Looking Back At Battelle’s ‘Search’
– Arbitrage is what launched GoTo. Founder Bill Gross initially sold keywords at a penny a click knowing that the bid prices would eventually rise to eight to ten cents (he never imaged that keywords would eventually go for as high as $100 on Google). He thought it would take about two years for the arbitrage play to pay off. It didn’t hurt that GoTo got really good at acquiring cheap traffic. They bought traffic for 4-5 cents per click which allowed the company to quickly turn a profit as advertisers bid up the price of keywords up into the 8-10 cent range. Overture was able to generate tens of millions in revenue in the first couple of years. Not too shabby.
– Overture’s decision to shut down their destination site (GoTo.com) because of fears that their customers (Yahoo, Microsoft) would see their destination search site was a terrible idea. Keep reading.
– Gross saw the issue of quality search as paramount to success in the search business; however, this is universally credited to Google. Portals during the time saw quality, algorithmic search as counterproductive to the interest of their business. They didn’t want people to find what they were looking for then leave the sight. Big mistake. Gross saw accountability as the key to the Internet commerce. Gross came up with the idea but Google got the credit. Execution always trumps ‘ideas.’
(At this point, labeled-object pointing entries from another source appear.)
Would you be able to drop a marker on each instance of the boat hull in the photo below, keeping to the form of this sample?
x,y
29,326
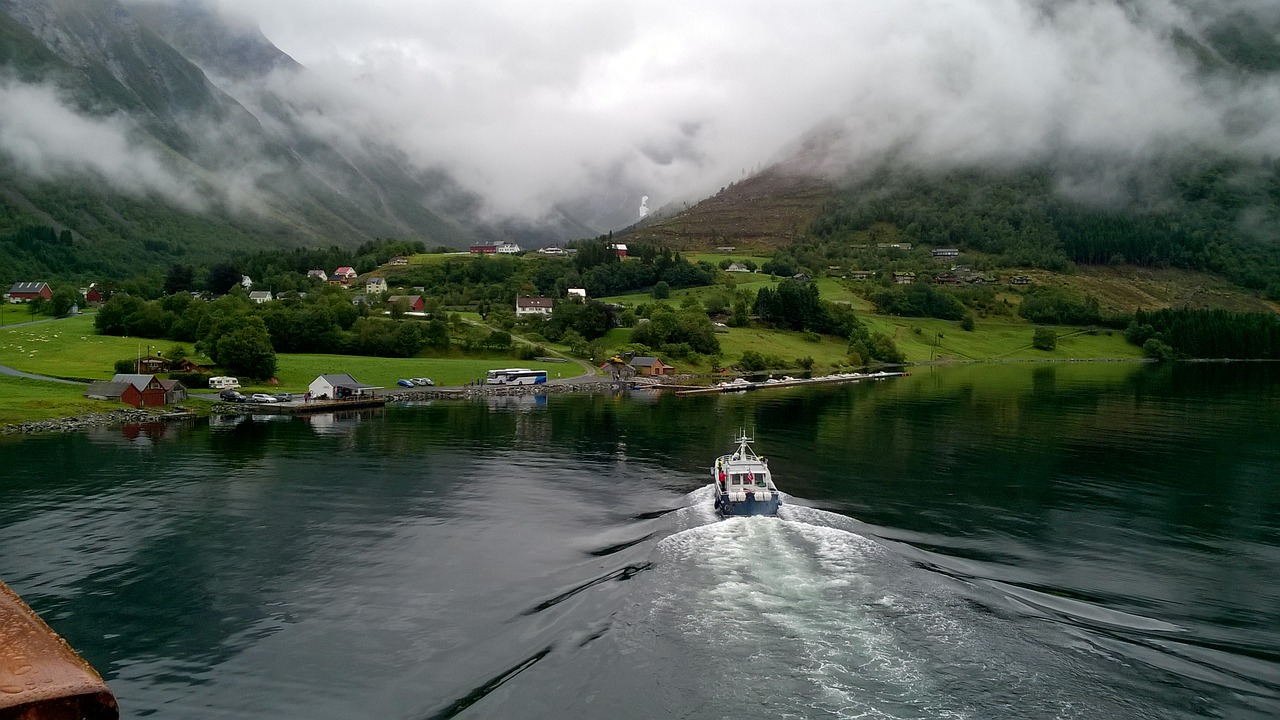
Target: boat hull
x,y
749,506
– Google AdWords were initially sold on a CPM basis. True, Overture sued Google for patent infringement (and won) after the AdWords platform converted to CPC. Overture may have won the battle but Google won the War.
– I’ve been putting a lot into ad networks lately and it occurred to me this morning that with the success of AdWords (advertisers bidding on keywords) and then the addition of AdSense (publishers allowing advertisers to place text ads on their sites) was an absolute master stroke by Google. They leveraged their advertisers to create a massive network almost overnight i.e. some of those advertisers where probably also “publishers.” Now advertisers could buy advertising and simultaneously sell ad inventory and millions of long tail websites could start making money from contextual advertising. $$$
Gross’ addition of “friction” into the market i.e. having advertisers bid in a NASDAQ-like auction partially solved the issue of spam (porn sites burying keywords in their sites to drive traffic). This “bid engine” gave advertisers what they wanted: targeted traffic (people how are actually interested in your products and services) versus undifferentiated aka “bad traffic.” This put a wrench in AOLs ad model. No longer did it make sense to sell your soul to AOL and pay $20M to drive undifferentiated traffic to your site. The bid engine resulted in sales not just traffic.
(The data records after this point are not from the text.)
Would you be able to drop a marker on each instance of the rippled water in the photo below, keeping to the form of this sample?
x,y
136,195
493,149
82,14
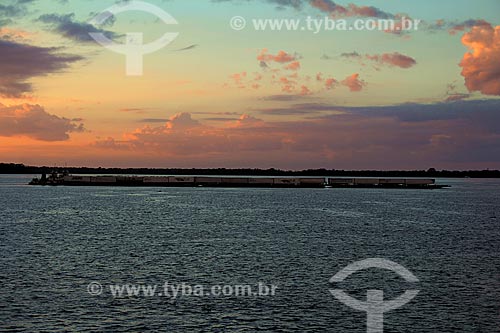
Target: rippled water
x,y
54,241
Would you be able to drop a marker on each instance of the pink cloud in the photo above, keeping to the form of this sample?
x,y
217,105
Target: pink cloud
x,y
293,66
481,65
353,83
34,122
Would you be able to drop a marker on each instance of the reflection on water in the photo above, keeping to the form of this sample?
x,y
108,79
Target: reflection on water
x,y
54,241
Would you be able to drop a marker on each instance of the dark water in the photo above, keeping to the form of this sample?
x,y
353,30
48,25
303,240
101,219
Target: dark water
x,y
55,241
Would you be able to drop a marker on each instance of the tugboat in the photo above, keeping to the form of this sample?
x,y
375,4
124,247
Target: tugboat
x,y
55,178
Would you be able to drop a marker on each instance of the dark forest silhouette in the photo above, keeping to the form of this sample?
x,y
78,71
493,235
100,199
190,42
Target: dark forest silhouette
x,y
11,168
Overture realized too late they needed to be a destination search engine after their stock took a hit and Wall St. began to value Google’s business more favorably. With that in mind the company acquired AllTheWeb and AltaVista as a hedge should their sale to Yahoo not go through (MSFT was also a suitor). Yahoo bought overture for $1.7B – pennies on the dollar considering that Google now generates about $1B in revenue every ten days.